AS MÃOS ATADAS DA CLASSE MÉDIA
 

 

25 de março de 2008

É singelo, despojado e também simplório o retrato que o cineasta Chico Teixeira faz das pequenas vidas urbanas brasileiras em A casa de Alice (2007). Como Mutum (2007), dirigido por Sandra Kogut, o filme de Teixeira despeja gotas documentais em sua confecção; como ocorreu com o filme de Sandra, o de Chico angariou simpatias de certas faixas da crítica em face duma esforçada e sempre bem-vinda aproximação a uma realidade natural brasileira.
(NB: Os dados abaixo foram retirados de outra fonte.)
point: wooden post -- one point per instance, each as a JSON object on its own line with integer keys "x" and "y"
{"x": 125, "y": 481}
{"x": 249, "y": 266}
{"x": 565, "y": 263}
Mas tanto Sandra quanto Chico não exploram em toda a profundidade o material de que dispõem, vindo a gerar produtos divagantes e indecisos; têm a seu favor uma certa sinceridade que vem desde as interpretações, mas esta sinceridade é truncada, seguidamente rançosa, mal resolvida em termos cinematográficos.
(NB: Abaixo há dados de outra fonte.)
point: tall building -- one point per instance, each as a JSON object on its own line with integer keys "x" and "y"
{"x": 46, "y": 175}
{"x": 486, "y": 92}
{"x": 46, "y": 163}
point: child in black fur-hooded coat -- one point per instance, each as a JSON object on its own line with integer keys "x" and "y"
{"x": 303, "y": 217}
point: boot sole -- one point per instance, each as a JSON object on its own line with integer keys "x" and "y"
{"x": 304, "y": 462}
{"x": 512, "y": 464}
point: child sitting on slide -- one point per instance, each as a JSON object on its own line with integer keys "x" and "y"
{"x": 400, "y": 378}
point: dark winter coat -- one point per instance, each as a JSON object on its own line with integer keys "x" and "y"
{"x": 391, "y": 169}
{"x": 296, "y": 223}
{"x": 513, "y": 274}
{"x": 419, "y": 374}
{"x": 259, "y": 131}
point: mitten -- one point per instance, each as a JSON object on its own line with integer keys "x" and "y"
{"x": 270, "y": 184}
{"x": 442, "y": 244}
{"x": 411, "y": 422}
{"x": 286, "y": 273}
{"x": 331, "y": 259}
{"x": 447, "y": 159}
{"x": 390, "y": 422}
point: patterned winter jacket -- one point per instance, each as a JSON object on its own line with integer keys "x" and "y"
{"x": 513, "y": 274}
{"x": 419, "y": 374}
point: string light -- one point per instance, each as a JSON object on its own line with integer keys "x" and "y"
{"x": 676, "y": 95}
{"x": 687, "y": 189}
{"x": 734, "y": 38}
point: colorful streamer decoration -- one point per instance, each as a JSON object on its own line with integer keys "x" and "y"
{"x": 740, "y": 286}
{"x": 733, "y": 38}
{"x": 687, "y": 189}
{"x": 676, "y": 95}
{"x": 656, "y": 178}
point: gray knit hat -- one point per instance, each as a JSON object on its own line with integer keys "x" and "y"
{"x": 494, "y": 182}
Se Sandra vai ao sertão e segue as já longínquas pegadas de Nelson Pereira dos Santos e seu Vidas secas (1963), Chico Teixeira, em A casa de Alice, dá a impressão de ter visto muito filme francês, destes que se voltam para as pequenas vidas para no cabo extrair sutis e agudas reflexões; pensei, talvez, e em alguns momentos, em Maurice Pialat, com o senso de improvisação ao modo de Pialat, porém sem o contraponto do rigor deste realizador francês. Na verdade, o realismo desglamurizado de A casa de Alice é desconjuntado, se vai desmanchando com o andar da narrativa e quase nada sobra até aquele momento final (a imagem final) em que a câmara enquadra o rosto da protagonista, a manicure Alice, depois de mais uma frustrada tentativa de dar um rumo feliz à sua vida descolorida e sem avanços.
Por sua ambientação (a baixa classe média do país) e por uma estrutura mais ou menos livre de filmar um roteiro, A casa de Alice tem semelhanças com Bendito fruto (2005), de Sérgio Goldenberg; mas, de qualquer maneira, Goldenberg trabalhava melhor a questão da naturalidade em cinema.
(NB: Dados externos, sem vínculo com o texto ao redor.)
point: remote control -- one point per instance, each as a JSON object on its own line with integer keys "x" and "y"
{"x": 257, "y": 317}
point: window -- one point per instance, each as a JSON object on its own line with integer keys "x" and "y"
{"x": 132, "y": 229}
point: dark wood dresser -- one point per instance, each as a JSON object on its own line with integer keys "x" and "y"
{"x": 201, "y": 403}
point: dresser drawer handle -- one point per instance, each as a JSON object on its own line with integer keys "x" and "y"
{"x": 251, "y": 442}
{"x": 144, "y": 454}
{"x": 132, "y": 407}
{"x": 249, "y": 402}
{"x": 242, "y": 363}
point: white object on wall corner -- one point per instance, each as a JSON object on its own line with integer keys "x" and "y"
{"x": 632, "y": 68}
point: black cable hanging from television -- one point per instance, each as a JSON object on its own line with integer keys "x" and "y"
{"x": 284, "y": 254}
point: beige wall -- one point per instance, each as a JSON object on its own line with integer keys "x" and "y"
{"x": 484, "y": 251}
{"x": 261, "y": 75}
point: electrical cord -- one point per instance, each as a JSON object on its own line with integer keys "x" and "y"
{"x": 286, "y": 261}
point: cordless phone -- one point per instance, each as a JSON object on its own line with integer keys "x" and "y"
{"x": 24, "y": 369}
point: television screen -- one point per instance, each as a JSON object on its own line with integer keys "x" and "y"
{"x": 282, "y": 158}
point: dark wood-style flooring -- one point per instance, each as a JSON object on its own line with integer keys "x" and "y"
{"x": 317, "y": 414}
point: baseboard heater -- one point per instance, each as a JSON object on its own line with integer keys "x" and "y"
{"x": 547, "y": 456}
A casa de Alice põe em cena a figura duma manicure, mãe de família que tem um marido distanciado dos problemas dela e três adolescentes cujos rumos de vida na verdade ela desconhece; ainda há a mãe da manicure, uma silenciosa anciã que observa os passos da casa, inclusive sabendo antes do caso do adultério de seu genro com uma adolescente vizinha. A mais famosa personagem de manicure da história do cinema talvez seja a vivida pela francesa Catherine Deneuve em Repulsa ao sexo (1965), do polonês Roman Polansky. A brasileira Carla Ribas como a manicure de A casa de Alice, apesar da pretendida naturalidade, tem estorvos não naturais de encenação que aqui e ali falsificam a criatura.